Una vez que la niña se arrastra fuera con la máscara en mano, me inclino dentro para recoger su abrigo.

—Serás una terrible madre, te olvidarás de alimentar a tus propios hijos —digo a la morena, que se lame los restos de aderezo de los dedos al encogerse de hombros.

—Si me reproduzco, con suerte, ellos tendrán sus propias manos y bocas para nutrirse por sí mismos. Además, no es mi culpa que las cadenas multinacionales de comida chatarra hagan hamburguesas tan ricas como para que inconscientemente no quieras compartirlas.

—Eres la niñera más desinteresada y compañera de espionaje más egoísta que pisó Nueva York. Iré a darle algo de comida a la niña antes de que se coma su propio brazo. Avísame cuando llegue Wells.

Levanta su pulgar en concordancia y sonríe con las mejillas a punto de reventar por el último gran bocado que dio. Ruedo los ojos y cierro la puerta trasera antes de mirar a Amapola. Se abraza a sí misma contra el costado del coche. Bajo la luz del estacionamiento de McDonald's, que está en diagonal con el motel, noto lo pálida que es. ¿Es que no la sacan a pasear al sol? Me pongo en cuclillas y abro el abrigo morado. Medio tiritando se da la vuelta y pasa los brazos por cada manga. Cuando vuelve a enfrentarme, subo el cierre y saco el cabello que quedó atrapado entre la prenda y su espalda.

—Hazme un favor. Cuando te lleve a tu casa de regreso, dile a tu padre que te dejó morir de hambre, frío y sueño. Es por tu propia seguridad, en serio. Si ella tiene que cuidarte por más de veinticuatro horas estarás perdida.
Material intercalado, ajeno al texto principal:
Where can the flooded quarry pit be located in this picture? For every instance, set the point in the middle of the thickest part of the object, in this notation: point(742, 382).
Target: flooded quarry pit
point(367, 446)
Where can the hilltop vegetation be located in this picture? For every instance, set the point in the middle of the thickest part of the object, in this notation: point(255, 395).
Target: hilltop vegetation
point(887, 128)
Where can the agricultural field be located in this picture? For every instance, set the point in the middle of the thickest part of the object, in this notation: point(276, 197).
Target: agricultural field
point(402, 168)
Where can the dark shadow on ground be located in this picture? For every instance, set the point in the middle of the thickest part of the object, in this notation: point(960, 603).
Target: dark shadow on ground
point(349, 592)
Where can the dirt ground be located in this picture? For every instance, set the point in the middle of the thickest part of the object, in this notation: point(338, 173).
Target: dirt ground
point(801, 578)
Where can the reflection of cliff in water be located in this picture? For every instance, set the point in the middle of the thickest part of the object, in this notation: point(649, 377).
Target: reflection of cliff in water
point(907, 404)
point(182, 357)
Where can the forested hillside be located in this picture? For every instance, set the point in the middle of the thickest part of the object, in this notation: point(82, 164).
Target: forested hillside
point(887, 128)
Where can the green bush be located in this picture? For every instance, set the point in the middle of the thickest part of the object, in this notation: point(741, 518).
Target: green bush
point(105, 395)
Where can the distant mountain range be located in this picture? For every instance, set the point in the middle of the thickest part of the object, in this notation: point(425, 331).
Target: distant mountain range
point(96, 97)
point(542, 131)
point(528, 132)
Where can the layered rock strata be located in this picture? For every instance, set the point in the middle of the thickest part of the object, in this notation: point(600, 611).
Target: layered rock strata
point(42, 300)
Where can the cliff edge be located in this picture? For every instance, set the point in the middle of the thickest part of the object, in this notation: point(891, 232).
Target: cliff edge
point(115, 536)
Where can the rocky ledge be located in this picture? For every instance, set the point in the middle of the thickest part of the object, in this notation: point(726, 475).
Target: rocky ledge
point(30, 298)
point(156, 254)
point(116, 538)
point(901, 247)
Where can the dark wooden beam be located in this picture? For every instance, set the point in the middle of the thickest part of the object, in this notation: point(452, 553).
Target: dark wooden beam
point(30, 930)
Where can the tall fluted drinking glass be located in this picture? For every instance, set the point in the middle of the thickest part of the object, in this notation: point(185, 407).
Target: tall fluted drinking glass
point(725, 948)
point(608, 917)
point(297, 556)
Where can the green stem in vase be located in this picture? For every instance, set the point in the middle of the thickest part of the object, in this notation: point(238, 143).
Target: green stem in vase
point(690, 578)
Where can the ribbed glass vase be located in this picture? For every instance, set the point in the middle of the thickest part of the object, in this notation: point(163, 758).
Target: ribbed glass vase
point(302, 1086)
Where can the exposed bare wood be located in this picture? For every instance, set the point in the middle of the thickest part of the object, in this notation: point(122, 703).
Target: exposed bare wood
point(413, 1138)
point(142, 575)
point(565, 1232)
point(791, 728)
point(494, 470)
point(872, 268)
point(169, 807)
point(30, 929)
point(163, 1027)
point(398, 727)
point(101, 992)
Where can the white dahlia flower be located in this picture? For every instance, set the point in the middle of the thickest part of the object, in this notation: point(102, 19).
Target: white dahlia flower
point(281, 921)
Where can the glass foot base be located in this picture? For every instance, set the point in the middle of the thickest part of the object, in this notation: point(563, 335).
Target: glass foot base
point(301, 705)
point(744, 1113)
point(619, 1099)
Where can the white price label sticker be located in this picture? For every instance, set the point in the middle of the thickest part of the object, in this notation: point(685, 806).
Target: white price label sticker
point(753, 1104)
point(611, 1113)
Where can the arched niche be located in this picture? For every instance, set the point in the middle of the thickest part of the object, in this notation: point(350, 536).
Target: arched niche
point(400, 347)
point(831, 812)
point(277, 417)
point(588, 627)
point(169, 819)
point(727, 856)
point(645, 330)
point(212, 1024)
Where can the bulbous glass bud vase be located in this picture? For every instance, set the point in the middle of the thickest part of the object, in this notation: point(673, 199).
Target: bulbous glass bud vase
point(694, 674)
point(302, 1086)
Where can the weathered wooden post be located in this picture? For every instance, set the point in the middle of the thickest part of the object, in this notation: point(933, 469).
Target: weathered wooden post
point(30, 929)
Asiente y me agrada al instante. Es inteligente para darse cuenta que hasta un cactus está en peligro bajo el cuidado de Preswen Ellis. Ya de pie otra vez, la tomo de la mano y la guío dentro del local. Pido dos cajitas felices y tomamos asiento al fondo, junto a los ventanales para tener vista directa al estacionamiento en caso de que el gnomo nos haga señas.

—¿Sabías que Frankenstein fue escrito por una mujer llamada Mary Shelly? La mayoría cree que es obra de un hombre —comento cuando deja la máscara en la mesa.